Bake with steam for 15 minutes, then remove the steam source and continue baking for another 30 minutes (if baking 700g loaves) or 40 minutes (if baking a 1.3kg loaf.). The bread should be well-colored. It should sound hollow when thumped on the bottom. Internal temperature should be at least 205dF.
Remove loaves to a cooling rack. Cool thoroughly before slicing.
The cuts didn't open up as much as I expected, but I think that was due to over-proofing. There was some tunneling under the top crust which suggests the same.
The crust was crunchy at first but softened by the next day. Not surprising in an 82% hydration bread. The crumb was well aerated but with small, regular holes. The flakes of rye bran were quite visible. I'm sure the whole grain flours determined the crumb structure.
The flavor of the bread was very nice. It had the wheaty and nutty flavors of the whole wheat and the earthy flavors of the rye, both very prominent. There was discernible sourdough tang, but it was very mild. The one negative is that it tasted too salty to me.

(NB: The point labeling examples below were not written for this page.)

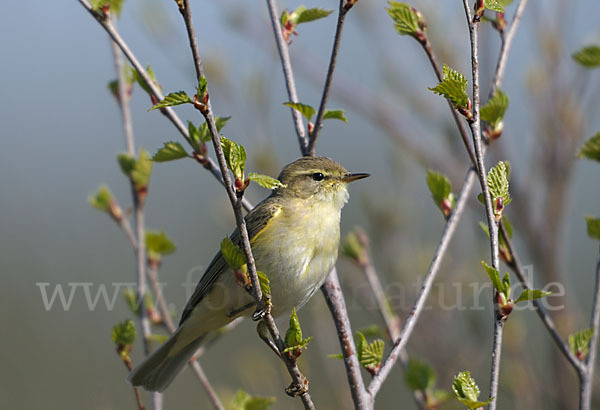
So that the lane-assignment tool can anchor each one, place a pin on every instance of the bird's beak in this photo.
(354, 176)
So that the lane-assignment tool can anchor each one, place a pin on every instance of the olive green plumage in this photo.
(294, 236)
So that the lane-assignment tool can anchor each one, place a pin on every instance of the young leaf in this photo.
(419, 375)
(406, 19)
(467, 391)
(235, 155)
(170, 152)
(124, 333)
(312, 15)
(303, 109)
(173, 99)
(244, 401)
(335, 115)
(158, 244)
(588, 57)
(232, 254)
(532, 294)
(102, 200)
(593, 227)
(580, 342)
(453, 87)
(591, 148)
(265, 181)
(493, 111)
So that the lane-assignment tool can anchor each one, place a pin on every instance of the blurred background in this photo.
(61, 132)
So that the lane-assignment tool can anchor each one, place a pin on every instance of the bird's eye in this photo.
(317, 176)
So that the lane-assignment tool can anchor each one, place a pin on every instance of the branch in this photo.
(335, 301)
(412, 318)
(299, 381)
(586, 375)
(345, 6)
(208, 163)
(284, 56)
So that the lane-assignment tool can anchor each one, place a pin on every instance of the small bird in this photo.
(294, 235)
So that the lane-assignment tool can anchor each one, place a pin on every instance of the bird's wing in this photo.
(256, 221)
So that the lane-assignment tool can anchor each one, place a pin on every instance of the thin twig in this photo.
(335, 301)
(345, 6)
(586, 375)
(208, 163)
(412, 318)
(299, 380)
(288, 74)
(475, 125)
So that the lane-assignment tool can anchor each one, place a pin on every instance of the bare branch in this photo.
(288, 74)
(413, 316)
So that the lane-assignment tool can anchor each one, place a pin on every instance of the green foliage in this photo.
(170, 152)
(441, 191)
(591, 148)
(158, 244)
(335, 115)
(138, 170)
(244, 401)
(102, 200)
(593, 227)
(233, 254)
(419, 375)
(369, 354)
(406, 19)
(293, 336)
(493, 111)
(532, 294)
(172, 99)
(115, 6)
(580, 342)
(303, 109)
(265, 181)
(588, 57)
(453, 87)
(124, 333)
(467, 391)
(235, 156)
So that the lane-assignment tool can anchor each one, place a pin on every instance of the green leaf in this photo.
(588, 57)
(172, 99)
(312, 15)
(235, 155)
(265, 181)
(441, 190)
(453, 87)
(593, 227)
(493, 5)
(580, 342)
(265, 283)
(532, 294)
(158, 244)
(406, 19)
(591, 148)
(335, 115)
(498, 182)
(303, 109)
(493, 111)
(170, 152)
(244, 401)
(467, 391)
(369, 355)
(419, 375)
(233, 254)
(102, 200)
(124, 333)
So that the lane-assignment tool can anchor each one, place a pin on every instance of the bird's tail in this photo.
(159, 369)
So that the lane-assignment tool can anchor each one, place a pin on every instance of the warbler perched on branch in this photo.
(294, 235)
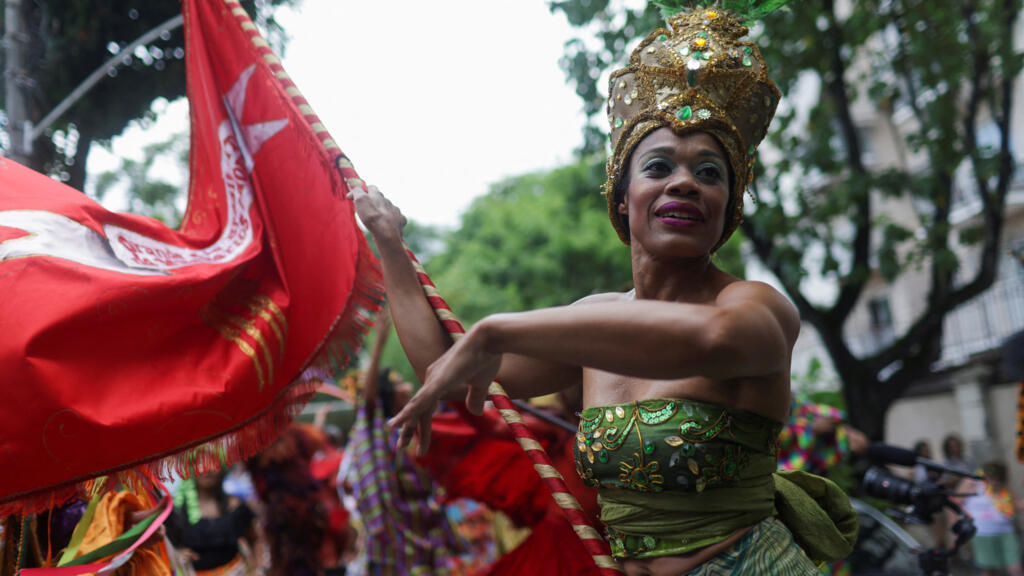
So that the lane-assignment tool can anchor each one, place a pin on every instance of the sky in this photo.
(433, 101)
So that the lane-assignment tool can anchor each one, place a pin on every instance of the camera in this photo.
(925, 499)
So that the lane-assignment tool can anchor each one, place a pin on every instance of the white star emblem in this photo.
(249, 136)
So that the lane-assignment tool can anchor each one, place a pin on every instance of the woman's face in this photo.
(677, 194)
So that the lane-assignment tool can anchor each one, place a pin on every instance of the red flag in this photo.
(129, 345)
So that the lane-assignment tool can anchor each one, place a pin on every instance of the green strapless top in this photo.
(674, 476)
(672, 444)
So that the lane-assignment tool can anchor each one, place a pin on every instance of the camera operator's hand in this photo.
(857, 440)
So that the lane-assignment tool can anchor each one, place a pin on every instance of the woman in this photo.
(208, 526)
(685, 378)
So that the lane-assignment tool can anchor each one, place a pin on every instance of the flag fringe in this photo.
(337, 350)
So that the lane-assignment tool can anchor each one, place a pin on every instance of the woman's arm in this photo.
(421, 334)
(371, 376)
(748, 332)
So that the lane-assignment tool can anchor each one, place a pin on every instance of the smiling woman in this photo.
(685, 378)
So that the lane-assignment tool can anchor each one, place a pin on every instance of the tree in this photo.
(950, 67)
(62, 41)
(148, 193)
(538, 240)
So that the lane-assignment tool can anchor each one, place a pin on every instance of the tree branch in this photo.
(852, 285)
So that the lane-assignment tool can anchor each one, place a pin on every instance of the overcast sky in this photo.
(431, 100)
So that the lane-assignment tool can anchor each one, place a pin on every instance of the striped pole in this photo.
(595, 545)
(591, 539)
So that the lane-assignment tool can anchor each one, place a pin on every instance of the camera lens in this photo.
(879, 483)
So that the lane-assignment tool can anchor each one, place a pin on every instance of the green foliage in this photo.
(930, 75)
(534, 241)
(747, 9)
(147, 192)
(69, 39)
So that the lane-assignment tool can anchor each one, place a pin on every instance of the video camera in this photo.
(923, 500)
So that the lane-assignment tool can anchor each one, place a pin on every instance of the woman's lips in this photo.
(679, 214)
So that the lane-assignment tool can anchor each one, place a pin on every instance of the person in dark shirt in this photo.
(208, 527)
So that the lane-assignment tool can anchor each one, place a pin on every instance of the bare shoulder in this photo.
(744, 292)
(603, 297)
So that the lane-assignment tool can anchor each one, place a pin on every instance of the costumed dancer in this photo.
(293, 518)
(404, 526)
(685, 378)
(816, 438)
(477, 457)
(207, 527)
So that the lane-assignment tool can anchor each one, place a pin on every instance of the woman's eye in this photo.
(710, 171)
(657, 166)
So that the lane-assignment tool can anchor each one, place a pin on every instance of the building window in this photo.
(882, 316)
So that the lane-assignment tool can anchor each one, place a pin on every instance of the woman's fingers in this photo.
(426, 419)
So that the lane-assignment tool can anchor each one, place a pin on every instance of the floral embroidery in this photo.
(641, 477)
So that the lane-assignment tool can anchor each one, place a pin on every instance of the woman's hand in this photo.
(377, 212)
(468, 362)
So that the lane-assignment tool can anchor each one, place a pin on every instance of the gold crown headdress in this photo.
(699, 76)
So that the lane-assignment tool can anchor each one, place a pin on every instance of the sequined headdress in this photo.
(698, 76)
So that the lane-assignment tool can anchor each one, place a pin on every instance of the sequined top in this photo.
(674, 475)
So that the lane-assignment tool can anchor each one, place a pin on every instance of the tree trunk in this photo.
(77, 170)
(14, 81)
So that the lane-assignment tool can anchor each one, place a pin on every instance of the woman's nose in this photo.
(681, 182)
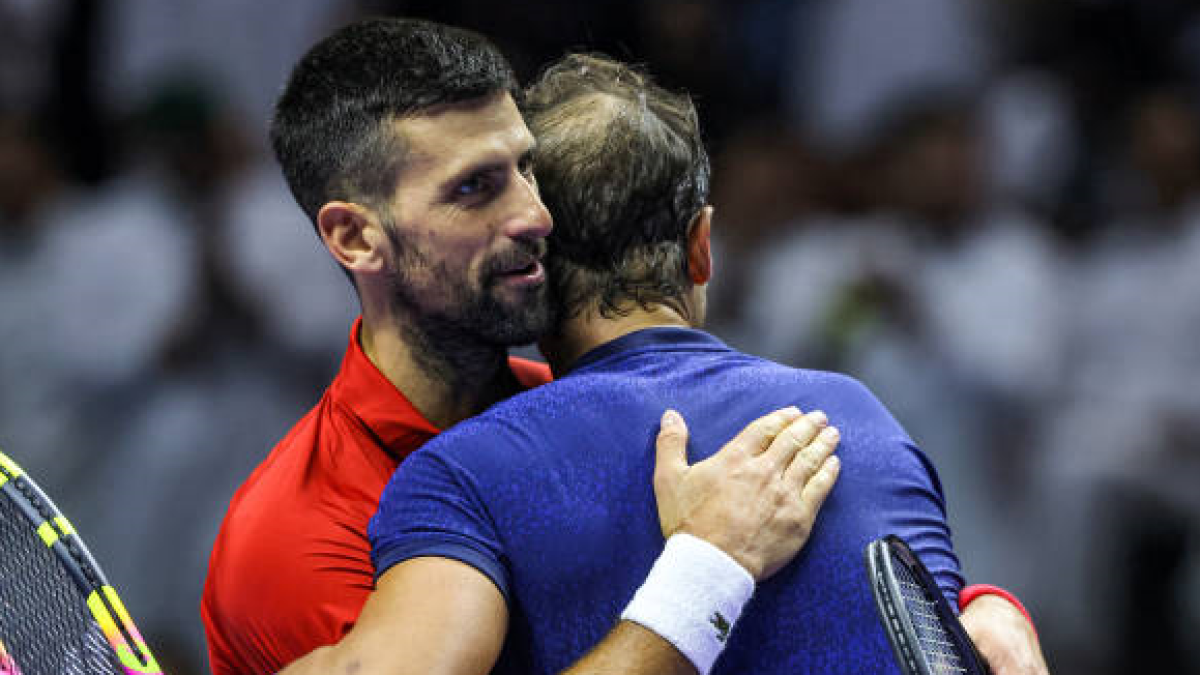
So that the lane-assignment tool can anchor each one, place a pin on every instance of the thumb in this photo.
(671, 459)
(671, 464)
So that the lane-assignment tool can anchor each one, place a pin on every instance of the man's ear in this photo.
(353, 236)
(700, 252)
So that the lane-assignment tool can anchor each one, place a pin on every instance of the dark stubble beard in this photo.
(473, 317)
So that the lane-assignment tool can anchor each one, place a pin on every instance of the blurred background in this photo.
(988, 210)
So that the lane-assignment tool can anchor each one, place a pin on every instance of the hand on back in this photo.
(759, 496)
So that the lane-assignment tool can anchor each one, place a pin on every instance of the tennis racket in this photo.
(925, 634)
(58, 613)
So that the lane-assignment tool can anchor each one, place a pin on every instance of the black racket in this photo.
(924, 632)
(58, 613)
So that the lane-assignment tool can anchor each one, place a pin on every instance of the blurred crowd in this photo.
(988, 210)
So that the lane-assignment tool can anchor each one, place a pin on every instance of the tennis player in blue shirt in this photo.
(546, 494)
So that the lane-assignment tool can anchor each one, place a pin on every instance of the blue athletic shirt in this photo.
(550, 495)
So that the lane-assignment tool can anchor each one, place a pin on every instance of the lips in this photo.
(521, 264)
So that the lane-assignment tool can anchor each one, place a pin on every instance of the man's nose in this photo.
(531, 219)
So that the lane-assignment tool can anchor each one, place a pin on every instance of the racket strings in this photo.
(43, 620)
(935, 643)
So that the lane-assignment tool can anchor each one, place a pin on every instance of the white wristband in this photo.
(691, 598)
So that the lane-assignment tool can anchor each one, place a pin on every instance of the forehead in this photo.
(451, 138)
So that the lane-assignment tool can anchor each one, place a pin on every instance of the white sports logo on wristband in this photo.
(691, 598)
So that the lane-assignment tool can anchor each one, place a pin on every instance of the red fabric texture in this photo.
(971, 592)
(291, 567)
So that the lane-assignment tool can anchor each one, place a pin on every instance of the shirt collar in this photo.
(667, 338)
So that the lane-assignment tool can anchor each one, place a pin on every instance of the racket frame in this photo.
(48, 523)
(898, 621)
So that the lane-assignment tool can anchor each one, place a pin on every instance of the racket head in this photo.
(924, 632)
(58, 611)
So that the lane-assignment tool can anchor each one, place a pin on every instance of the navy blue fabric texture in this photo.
(550, 495)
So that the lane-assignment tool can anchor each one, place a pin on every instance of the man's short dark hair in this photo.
(330, 130)
(623, 171)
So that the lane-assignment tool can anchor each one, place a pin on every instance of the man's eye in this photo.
(473, 186)
(526, 166)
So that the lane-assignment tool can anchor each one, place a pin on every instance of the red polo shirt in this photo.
(291, 567)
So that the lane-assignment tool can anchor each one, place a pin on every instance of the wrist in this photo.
(972, 592)
(691, 598)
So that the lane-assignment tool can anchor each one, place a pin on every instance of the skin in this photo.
(467, 209)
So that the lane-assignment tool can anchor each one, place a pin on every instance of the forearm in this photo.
(633, 650)
(1005, 635)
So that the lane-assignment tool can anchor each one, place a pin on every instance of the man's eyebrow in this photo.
(486, 165)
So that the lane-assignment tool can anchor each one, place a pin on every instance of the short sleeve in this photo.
(432, 508)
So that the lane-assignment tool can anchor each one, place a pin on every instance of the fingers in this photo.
(671, 452)
(817, 488)
(807, 460)
(759, 435)
(798, 435)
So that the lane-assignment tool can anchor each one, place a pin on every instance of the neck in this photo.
(445, 375)
(581, 334)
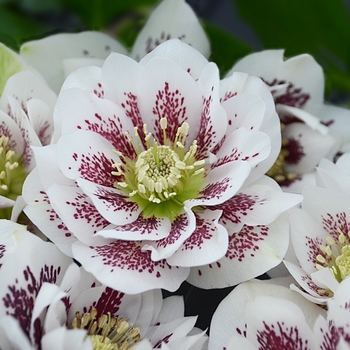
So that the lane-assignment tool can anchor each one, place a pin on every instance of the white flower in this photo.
(297, 85)
(148, 172)
(321, 242)
(48, 302)
(26, 119)
(58, 55)
(260, 315)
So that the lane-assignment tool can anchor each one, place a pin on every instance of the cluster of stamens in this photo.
(159, 172)
(107, 332)
(336, 256)
(277, 171)
(7, 165)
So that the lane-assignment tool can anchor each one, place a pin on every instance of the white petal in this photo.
(122, 265)
(207, 244)
(171, 19)
(251, 252)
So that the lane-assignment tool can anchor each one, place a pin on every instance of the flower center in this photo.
(161, 177)
(277, 171)
(12, 174)
(107, 332)
(336, 256)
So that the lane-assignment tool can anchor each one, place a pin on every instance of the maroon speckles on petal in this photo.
(53, 216)
(331, 337)
(332, 223)
(132, 111)
(98, 91)
(237, 207)
(96, 168)
(85, 210)
(5, 131)
(2, 251)
(112, 130)
(246, 242)
(281, 336)
(127, 255)
(169, 104)
(214, 190)
(38, 333)
(44, 133)
(314, 287)
(142, 225)
(115, 201)
(204, 231)
(19, 302)
(295, 152)
(109, 301)
(292, 97)
(177, 229)
(228, 95)
(235, 154)
(165, 340)
(206, 138)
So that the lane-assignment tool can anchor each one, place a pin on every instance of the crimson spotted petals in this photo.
(148, 157)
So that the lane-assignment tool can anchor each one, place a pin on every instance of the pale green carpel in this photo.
(10, 64)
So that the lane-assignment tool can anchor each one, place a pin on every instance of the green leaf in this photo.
(97, 14)
(225, 48)
(318, 27)
(16, 28)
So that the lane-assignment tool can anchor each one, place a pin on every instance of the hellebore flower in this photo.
(310, 128)
(321, 242)
(145, 162)
(259, 315)
(48, 302)
(26, 119)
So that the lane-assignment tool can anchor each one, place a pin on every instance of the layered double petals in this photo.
(311, 129)
(48, 302)
(149, 163)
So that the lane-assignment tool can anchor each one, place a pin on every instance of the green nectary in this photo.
(163, 176)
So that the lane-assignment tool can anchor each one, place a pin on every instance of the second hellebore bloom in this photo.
(147, 157)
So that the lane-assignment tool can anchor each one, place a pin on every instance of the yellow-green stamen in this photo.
(335, 255)
(107, 332)
(277, 171)
(163, 175)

Looking at the baker's math, you can see that, in fact, there is a much higher percentage of salt in this bread (2.2%) than in most.
This is a good sandwich bread. It is good with cheese and with almond butter. When I first tasted it, I had the thought that I could make a meal of it alone.
I like this bread. If you have a recently fed starter, and you get an early start, it could be done for dinner in one day. I expect to be including it in my regular rotation. But I to want to try a number of the other breads in Weber's book also. I will report on them, when I do.
P.S. I made a couple loaves of San Joaquin Sourdough too.